L’IPB non può degenerare in neoplasia prostatica: sono due patologie indipendenti che colpiscono porzioni differenti della prostata, ma che possono coesistere.
La crescita del tessuto può essere causata da diversi fattori; tuttavia, la concomitanza dell’avanzare dell’età e della comparsa dell’ipertrofia prostatica fa ipotizzare che la variazione dell’equilibrio ormonale (tipica dell’andropausa), e in particolare degli ormoni steroidei androgeni (diidrotestosterone) e degli estrogeni, sia fra le cause principali.
L’IPB esordisce come modificazione strutturale della ghiandola già intorno ai 30 anni, ma dà le sue manifestazioni cliniche generalmente dopo i 40 anni. Può restare asintomatica per lungo tempo, per poi manifestarsi con difficoltà e frequenza della minzione. Le alterazioni a danno della muscolatura vescicale sono lente e croniche, prima reversibili poi irreversibili. La ghiandola ingrossata, infatti, tende a comprimere la parte di uretra (l'ultimo tratto delle vie urinarie) che la attraversa restringendone il calibro, cosa che obbliga la vescica a un eccesso di lavoro per espellere l'urina accumulata. La conseguenza è che, con il tempo, la vescica si indebolisce e diventa meno efficiente. Dunque, non si svuota più alla perfezione e il residuo di urina nella vescica facilita l'insorgere di infezioni o anche la formazione di calcoli. Gli altri sintomi che possono derivare da un'ipertrofia prostatica importante sono: stimolo impellente a urinare e minzione frequente sia di giorno (pollachiuria) che di notte (nicturia), lo sgocciolamento terminale (alcune gocce di urina continuano a fuoriuscire), la sensazione di un non completo svuotamento della vescica. Nei casi più gravi si può verificare una ritenzione acuta di urina.
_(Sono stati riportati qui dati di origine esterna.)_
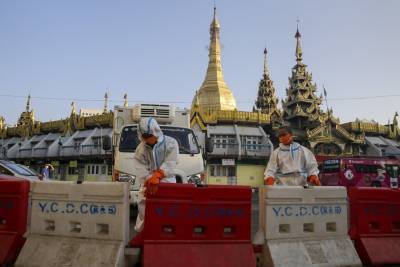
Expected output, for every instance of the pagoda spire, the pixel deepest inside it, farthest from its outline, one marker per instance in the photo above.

L'ipertrofia prostatica benigna non è in grado di provocare disfunzione erettile, ma le due condizioni spesso possono coesistere nello stesso soggetto.
Il medico di base o lo specialista urologo effettuano come primo controllo l’esplorazione rettale, l'esame della prostata eseguito attraverso l'orifizio anale consigliato ogni anno a partire dai 50. Uno degli strumenti diagnostici principali, poi, è l’ecografia transrettale, che consente di rilevare le dimensioni della prostata e la sua eventuale pressione su uretra e vescica. Altro esame che può essere prescritto dal medico è la flussometria: misura la velocità e la forza del getto urinario, da cui si può dedurre una rilevante ostruzione al flusso urinario. Spesso vengono eseguiti un dosaggio del PSA (antigene prostatico specifico), per escludere la coesistenza di un carcinoma della prostata, e un esame delle urine. In base ai risultati, si potranno escludere altre patologie, come tumore, prostatite, o calcoli alla vescica, arrivando alla diagnosi di un'ipertrofia prostatica benigna clinicamente rilevante e dunque a una terapia mirata.
Se l’IPB non determina una sintomatologia significativa (quindi senza impatto sulla qualità di vita e non a rischio di progressione), con volume prostatico inferiore a 40 cc e PSA inferiore a 1.4 ng/ml, non si eseguono terapie ma solo controlli periodici almeno una volta all’anno. Se la situazione peggiora, viene generalmente impostata una terapia a base di farmaci. La terapia si basa su due tipi di farmaci.
Oggi, si hanno a disposizione vari approcci chirurgici che si differenziano per il grado di invasività e vengono applicati a seconda del quadro clinico del paziente.
Le tecniche meno invasive (termoterapia con vapore acqueo, terapia a microonde transuretrale e cateterizzazione) sono applicabili a casi di IPB più lievi, invece, con i casi più seri, si può procedere con interventi come la resezione endoscopica della prostata (TURP) o l’enucleazione prostatica mediante laser.